The COVID-19 pandemic has affected individuals in every aspect of their lives. Many people have felt hopeless and scared from losing love ones, family members, friends, co-workers and neighbors. This pandemic has made mental health a top priority. Many people struggled with understanding what the future holds for them and when they will move forward from these unprecedented times. As a result of these racing thoughts and unanswered questions, individuals start to experience symptoms of anxiety and depression, which are common mental health illnesses in the U.S. 

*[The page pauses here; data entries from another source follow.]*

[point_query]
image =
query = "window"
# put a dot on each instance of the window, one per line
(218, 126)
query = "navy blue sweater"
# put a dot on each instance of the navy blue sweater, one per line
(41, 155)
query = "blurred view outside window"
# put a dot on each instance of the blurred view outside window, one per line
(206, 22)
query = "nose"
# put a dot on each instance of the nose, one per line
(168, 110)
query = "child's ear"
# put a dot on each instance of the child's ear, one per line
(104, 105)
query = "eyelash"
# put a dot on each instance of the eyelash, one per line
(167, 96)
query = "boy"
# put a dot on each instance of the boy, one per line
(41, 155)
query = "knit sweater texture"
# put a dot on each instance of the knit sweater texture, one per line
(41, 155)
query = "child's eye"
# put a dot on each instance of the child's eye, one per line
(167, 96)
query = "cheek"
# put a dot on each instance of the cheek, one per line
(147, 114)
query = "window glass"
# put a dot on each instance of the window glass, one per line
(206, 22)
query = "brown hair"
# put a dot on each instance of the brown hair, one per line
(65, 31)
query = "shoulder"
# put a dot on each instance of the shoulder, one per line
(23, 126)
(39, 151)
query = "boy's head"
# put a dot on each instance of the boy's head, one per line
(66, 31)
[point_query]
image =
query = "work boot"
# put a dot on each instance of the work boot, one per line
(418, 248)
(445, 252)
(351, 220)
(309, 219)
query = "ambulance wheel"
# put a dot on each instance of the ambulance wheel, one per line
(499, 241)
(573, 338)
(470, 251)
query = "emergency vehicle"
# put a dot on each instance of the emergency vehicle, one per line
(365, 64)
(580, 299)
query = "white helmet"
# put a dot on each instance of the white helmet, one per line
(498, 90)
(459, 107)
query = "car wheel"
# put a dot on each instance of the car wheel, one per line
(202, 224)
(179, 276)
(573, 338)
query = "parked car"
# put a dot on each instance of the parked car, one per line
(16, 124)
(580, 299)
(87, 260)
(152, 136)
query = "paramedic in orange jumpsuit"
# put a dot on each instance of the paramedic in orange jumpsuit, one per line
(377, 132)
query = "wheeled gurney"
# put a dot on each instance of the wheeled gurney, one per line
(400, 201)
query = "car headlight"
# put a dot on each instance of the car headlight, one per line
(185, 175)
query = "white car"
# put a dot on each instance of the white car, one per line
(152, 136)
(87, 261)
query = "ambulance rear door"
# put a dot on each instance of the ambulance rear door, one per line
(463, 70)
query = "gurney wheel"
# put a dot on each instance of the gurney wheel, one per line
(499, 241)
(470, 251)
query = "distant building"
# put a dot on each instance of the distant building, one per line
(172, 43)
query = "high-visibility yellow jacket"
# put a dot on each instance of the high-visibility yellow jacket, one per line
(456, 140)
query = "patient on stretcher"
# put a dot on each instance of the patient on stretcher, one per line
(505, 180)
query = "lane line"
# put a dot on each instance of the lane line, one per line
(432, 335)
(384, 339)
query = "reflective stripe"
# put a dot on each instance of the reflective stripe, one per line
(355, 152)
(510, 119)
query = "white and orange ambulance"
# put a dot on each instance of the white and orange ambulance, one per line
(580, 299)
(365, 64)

Although mental health-related concerns have risen during the pandemic, mental health has always been an issue within the Black community. Individuals in the Black community are not seeking mental health care due to multiple reasons related to the stigma of mental health and other societal factors. These stigmas are often negative and viewed as being weak if you have any mental health concerns. According to the World Health Organization, 25% of African Americans seek mental health care, compared to 40% of whites. Often in the Black community, mental health can be developed through traumatic experiences such as racism, prejudices, and societal stressors. While facing these opportunities, Black community members resist seeking help needed and dealing with mental illness for their entire lives, which can be generationally passed down for many years. 

Supporting the Black Alumni society will help raise awareness and educate the Black community on mental health and the importance of seeking help when needed. In addition, this will also allow the Black community to fight the negative stigma around mental health. The Black Alumni Society and I will continue having conversations advocating for the Black community to focus on mental health concerns.